The contributors take great care to explain how they accounted for possible confounding factors. For instance, in a chapter that assesses the impact of the slave trade on modern Africa, Harvard assistant professor of economics Nathan Nunn raises the question of whether slave traders perhaps preyed on underdeveloped areas. To the contrary, research revealed that slaves came disproportionately from the more developed parts of the continent, because those were the places most likely to have economies already organized for trade more generally. Nunn writes that using statistical analysis helped him determine how likely he was to be wrong, and how that would affect his findings.

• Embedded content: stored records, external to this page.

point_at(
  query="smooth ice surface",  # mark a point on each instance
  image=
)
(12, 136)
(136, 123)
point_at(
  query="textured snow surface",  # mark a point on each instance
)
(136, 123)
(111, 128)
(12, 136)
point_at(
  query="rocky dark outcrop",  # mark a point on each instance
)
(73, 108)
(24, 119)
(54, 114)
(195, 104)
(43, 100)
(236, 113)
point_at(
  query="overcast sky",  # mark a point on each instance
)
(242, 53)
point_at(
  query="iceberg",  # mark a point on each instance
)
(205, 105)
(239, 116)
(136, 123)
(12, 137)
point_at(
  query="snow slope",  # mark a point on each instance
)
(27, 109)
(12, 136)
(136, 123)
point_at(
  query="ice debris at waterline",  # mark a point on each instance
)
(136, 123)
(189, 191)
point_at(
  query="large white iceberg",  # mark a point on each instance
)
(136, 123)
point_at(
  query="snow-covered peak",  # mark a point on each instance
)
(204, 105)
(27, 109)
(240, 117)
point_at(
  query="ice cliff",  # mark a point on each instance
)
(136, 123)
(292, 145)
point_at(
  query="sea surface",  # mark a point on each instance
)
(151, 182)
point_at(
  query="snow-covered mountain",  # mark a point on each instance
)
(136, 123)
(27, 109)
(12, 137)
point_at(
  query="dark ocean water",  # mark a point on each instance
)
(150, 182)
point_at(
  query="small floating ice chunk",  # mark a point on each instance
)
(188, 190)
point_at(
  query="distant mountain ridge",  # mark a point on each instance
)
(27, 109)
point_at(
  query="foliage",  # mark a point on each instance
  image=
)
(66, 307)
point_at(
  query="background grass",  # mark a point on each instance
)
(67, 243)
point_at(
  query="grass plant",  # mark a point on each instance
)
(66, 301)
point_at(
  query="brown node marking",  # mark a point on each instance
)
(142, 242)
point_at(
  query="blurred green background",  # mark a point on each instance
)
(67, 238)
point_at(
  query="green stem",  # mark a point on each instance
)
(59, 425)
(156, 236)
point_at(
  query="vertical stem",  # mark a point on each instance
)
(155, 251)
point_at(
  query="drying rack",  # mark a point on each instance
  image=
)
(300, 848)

Nunn sets out a thorough assessment of the enormous difficulties inherent in his research, but concludes that the contemporary nations that, historically, lost the highest proportion of their populations to slavery are economically the worst off today. In fact, he computes that per-capita annual income in Africa—$1,834, on average—would be between $2,679 and $5,158 if the slave trade had never occurred. Statistical analysis makes statements like this possible; it also enabled Nunn’s conclusion that all of the possible confounding factors would, if they had any effect at all, mitigate rather than exaggerate the slave trade’s effects. If measurement error exists, he writes, “we can be reasonably certain that the relationship” between the slave trade and poverty “is in spite of measurement error and not because of it.” (For more on Nunn’s research, see “Slavery’s Sway,” November-December 2008, page 20.)

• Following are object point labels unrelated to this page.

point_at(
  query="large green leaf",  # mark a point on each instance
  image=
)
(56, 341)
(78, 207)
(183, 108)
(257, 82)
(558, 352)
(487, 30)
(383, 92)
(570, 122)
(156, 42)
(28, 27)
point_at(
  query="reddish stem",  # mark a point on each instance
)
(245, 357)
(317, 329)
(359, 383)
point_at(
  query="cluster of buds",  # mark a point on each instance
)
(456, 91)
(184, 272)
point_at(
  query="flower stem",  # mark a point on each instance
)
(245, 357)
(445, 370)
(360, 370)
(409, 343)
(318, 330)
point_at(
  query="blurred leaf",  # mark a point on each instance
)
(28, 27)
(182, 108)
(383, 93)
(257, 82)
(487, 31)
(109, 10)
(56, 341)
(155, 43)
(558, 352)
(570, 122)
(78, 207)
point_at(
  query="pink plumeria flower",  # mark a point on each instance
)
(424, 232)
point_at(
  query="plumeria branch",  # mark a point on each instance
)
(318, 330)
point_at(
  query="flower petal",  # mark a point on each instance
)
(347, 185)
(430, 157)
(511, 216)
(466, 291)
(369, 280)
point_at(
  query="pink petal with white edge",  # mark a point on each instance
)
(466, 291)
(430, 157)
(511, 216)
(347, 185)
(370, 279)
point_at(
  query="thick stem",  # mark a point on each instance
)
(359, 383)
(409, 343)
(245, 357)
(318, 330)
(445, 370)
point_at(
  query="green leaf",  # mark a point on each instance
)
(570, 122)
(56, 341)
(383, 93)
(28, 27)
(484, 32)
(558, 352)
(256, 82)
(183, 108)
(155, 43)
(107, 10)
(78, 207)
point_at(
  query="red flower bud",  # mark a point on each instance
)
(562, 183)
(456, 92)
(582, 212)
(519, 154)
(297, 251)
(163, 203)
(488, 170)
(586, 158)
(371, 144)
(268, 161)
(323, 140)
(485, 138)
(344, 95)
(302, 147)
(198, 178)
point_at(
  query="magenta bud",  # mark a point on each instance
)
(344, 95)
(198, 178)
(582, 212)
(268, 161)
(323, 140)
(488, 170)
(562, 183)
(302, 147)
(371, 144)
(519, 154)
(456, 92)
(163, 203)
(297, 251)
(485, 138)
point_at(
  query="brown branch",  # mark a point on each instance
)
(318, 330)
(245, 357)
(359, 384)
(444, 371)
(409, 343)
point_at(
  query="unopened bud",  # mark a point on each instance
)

Diamond, whose previous books include Guns, Germs, and Steel and Collapse: How Societies Choose to Fail or Succeed, writes about why Haiti and the Dominican Republic, neighbors on the same Caribbean island, developed so differently. He also explores the devastating deforestation of Easter Island. The damage is sometimes blamed on the islanders themselves, but Diamond compares a list of 81 Pacific islands on a matrix of nine factors including climate, geological age, elevation, island area, isolation, and even the presence of makatea, “a sharp coral terrain resembling huge irregular piles of broken glass” that tends to keep people away from forests they might otherwise want to cut down. He found that these nine variables accounted for most of the variation in deforestation among the islands, and that Easter Island in particular had a “perfect storm” of conditions. On all nine factors, chance was pushing Easter Island toward deforestation.

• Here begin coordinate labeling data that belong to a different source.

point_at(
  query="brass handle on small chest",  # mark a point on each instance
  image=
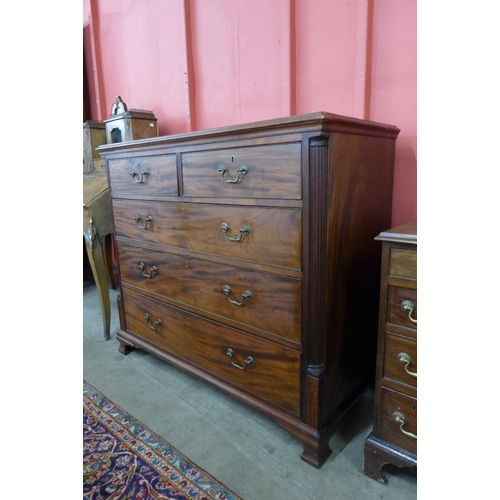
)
(248, 362)
(152, 270)
(243, 170)
(247, 295)
(409, 307)
(154, 325)
(147, 220)
(244, 231)
(400, 419)
(406, 360)
(141, 179)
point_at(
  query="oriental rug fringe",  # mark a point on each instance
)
(123, 459)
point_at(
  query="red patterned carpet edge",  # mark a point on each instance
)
(123, 459)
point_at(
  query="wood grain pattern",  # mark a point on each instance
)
(403, 263)
(273, 172)
(274, 238)
(390, 431)
(275, 303)
(161, 178)
(395, 314)
(274, 375)
(395, 389)
(393, 369)
(318, 191)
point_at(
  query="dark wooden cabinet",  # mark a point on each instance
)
(394, 436)
(247, 258)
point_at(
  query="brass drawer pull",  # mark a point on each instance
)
(244, 296)
(152, 270)
(406, 360)
(400, 419)
(154, 326)
(143, 175)
(148, 219)
(243, 170)
(248, 361)
(407, 306)
(244, 231)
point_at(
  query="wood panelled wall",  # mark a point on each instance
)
(199, 64)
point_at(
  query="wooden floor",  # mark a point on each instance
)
(244, 450)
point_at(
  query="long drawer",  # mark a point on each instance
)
(264, 171)
(273, 304)
(266, 369)
(392, 427)
(265, 235)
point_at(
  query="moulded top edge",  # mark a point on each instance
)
(298, 123)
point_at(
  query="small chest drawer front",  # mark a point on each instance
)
(265, 235)
(148, 175)
(272, 304)
(400, 360)
(267, 171)
(402, 307)
(403, 263)
(265, 369)
(399, 420)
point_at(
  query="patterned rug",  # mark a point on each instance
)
(122, 459)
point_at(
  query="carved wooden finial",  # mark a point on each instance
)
(118, 106)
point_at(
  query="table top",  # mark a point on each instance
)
(405, 233)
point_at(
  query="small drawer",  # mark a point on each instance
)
(400, 360)
(403, 263)
(265, 301)
(402, 307)
(264, 171)
(265, 235)
(398, 423)
(263, 368)
(145, 175)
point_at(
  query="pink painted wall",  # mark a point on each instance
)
(199, 64)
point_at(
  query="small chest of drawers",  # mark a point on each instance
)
(247, 258)
(394, 436)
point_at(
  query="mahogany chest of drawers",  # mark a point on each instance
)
(394, 436)
(247, 258)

The eight cases presented in the book are related by method more than theme, and Robinson and Diamond extend an open invitation to add to the literature. “History is full of such potential experiments,” Robinson and colleagues write in the chapter on Napoleon’s influence. “It is just that historians have not yet thought of them in these terms. We believe that exploiting these experiments in a systematic way will greatly improve our understanding of the important forces that have driven long-run processes of historical, social, political, and economic change.”